Make no mistake about it. The country's capital is substantially deserted by its denizens, and I have run into every nationality under the sun in the past fortnight. If these holidays have been anything to go by, the European Community has migrated wholesale to our shores. Energetic Portuguese housewives were being shod, Germans were wandering around Soho looking for sex and finding beer, Eastern Europeans (of the new class) were stocking up on consumer durables, presumably for eventual resale, and Italians, who formed the largest single group, were poring over our incomprehensible bus maps trying to get from Madame Tussaud's to Buckingham Palace.

Where do they all eat? The Italians are here (as they were all over Europe last summer) because Italian hotels, especially in resort areas, have long been outrageously overpriced (you can spend the cost of a night at the Connaught on a night at a concrete dive anywhere along the Italian coast) and restaurants are following their greedy example. But on the matter of holiday eating I feel truly sorry for them.

It is not that London lacks restaurants, or even Italian restaurants. In fact, the dominant trend of the past three years has been the opening of restaurants serving good, modern Italian food - Riva, Osteria Antica Bologna, River Cafe and Cibo, to name but a few. But most of these lie outside the London of the tourist. In the West End, Knightsbridge and Soho, Italian restaurants of the old generic style still predominate. Indeed, they so designate themselves: Ristorante Italiano, and that's that. And what is served inside is pretty generic, too. Many of the owners left their native land before the last war. Italians as a race are not adventurous eaters (you will not find many ethnic restaurants in most Italian cities, and they are distrustful of our native cuisine) so this must cause them quite a problem.

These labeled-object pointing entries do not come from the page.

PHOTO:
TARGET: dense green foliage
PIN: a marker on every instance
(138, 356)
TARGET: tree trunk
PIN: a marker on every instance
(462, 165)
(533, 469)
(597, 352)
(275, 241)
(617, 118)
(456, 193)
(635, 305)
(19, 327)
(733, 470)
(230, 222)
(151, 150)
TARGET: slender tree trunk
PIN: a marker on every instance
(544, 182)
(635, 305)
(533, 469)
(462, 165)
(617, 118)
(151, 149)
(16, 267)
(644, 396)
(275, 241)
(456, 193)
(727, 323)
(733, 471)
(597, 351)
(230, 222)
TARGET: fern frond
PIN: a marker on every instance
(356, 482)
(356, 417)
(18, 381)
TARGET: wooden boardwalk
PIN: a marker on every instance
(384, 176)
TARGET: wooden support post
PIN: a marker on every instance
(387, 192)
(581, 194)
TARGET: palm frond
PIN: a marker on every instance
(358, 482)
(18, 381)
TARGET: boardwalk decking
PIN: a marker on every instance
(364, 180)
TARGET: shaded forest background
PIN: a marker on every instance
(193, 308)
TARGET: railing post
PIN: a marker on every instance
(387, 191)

A lot of the difficulty is that our eateries, especially in high-rent districts, are singularly uninviting. On a rainy night you peer through a foggy window at a long room and see 20 tables squeezed together and a few sullen- looking waiters; the menu card is illegible due to fog, drizzle or scanty illumination; the cramped diners hardly look as though they are having a good time.

If I ran a national airline, I would hand out a duplicated sheet mentioning a dozen or so decent places that would solve the matter. But then, at this time of year, the tourist must also face the problem of which restaurant is open and for how long. As far as I could see, in central London a good half of the available restaurants were closed and, instead of waiters, one saw long- haired young men teetering on ladders trying desperately to restore light and cleanliness after a year's-worth of fug.

My own situation was no different. My many children and their families want a quiet chat over dinner, as well as the collective family bashes. And there are friends to visit, too. In my case, one event had to be fitted in on New Year's Day - when, in most countries, nearly everyone eats out. But the British are condemned to eat in. The only solution is those hotels (far from all) whose dining rooms remain open, and here I admit to striking it rich.

Taking my wife, my son, his lady and his Portuguese poet godfather to dinner required a peculiar balance of qualities. But our meal at the Four Seasons restaurant in the Inn on the Park turned out to be a triumph on all counts. Each of us ate something different (yes, you protesters, we started with fresh foie gras) and no dish, from my veal shanks to their lamb and beef, from salads to charlottes, was less than excellent, nor served with anything less than perfect discretion and with plenty of space and time for conversation. Our bottle of Sassicaia was so good that it could actually be sipped rather than swilled, which is more the custom in my family. Pricey, yes; good value, certainly.

Similarly, the Old Delhi restaurant on Kendall Street remains a haven of untypical Indian and Iranian food served as it should be: with refinement and a real appreciation for the customer's preferences - this perhaps because the owner, and his son, on duty that night, are rather ambassadorial in their manner. It happens also to have an excellent wine list, and the idea that one should not drink wine with spicy food is an absurdity. To cap it all, it is open 363 days a year]

But please, for the visitor's sake, would the Tourist Board distribute, widely, a list of where to eat when London is shut?

Four Seasons, Inn on the Park, Hamilton Place, London W1 (071-499 0888); pounds 50- pounds 60 per person with wine.

Old Delhi, 48 Kendall Street, London W2 (071-724 9580); pounds 20- pounds 25 per person with wine.